The phone outage coincided with the crucial period leading up to removal charter flights that went ahead on 29 January to Nigeria and Ghana and on 30 January to France.

As the outage continues, a third charter flight to Jamaica has been scheduled for 11 February, despite concerns over the ability of those affected to seek legal advice in relation to their intended removal. If it goes ahead, this will be only the second charter to Jamaica since the Windrush scandal broke in 2017.

The legal challenge concerns weeks of disruption to Lycamobile signal in Harmondsworth and Colnbrook IRCs, the closest detention centres to Heathrow Airport that act as the staging post for many removals from the UK. Phone signal has been severely disrupted since early January 2020 due to a fault with an O2 mobile phone mast in the area.

Mobile phones provided by the Home Office at the outset of detention are the principal means by which those held in IRCs are able to access legal assistance, contact their solicitors and families, and access support services.

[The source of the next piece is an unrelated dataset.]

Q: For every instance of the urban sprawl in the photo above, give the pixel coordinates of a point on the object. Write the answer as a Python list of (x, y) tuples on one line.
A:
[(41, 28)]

The challenge argues that the Home Office’s failure to provide an adequate means of communication breaches both Home Office policy (see note 3 below) and the common law right of access to legal advice and the courts. It seeks to compel the Home Office to immediately provide SIM cards for alternative providers in order to ensure that no one will be removed from the UK without being afforded effective access to legal advice and assistance.

During the ongoing outage period, Detention Action’s casework service has experienced a sharp drop-off in enquiries from people held in Harmondsworth and Colnbrook IRCs and has been unable to contact 30 clients. Where contact has been possible, Detention Action’s clients have described major problems in being able to contact their legal representatives.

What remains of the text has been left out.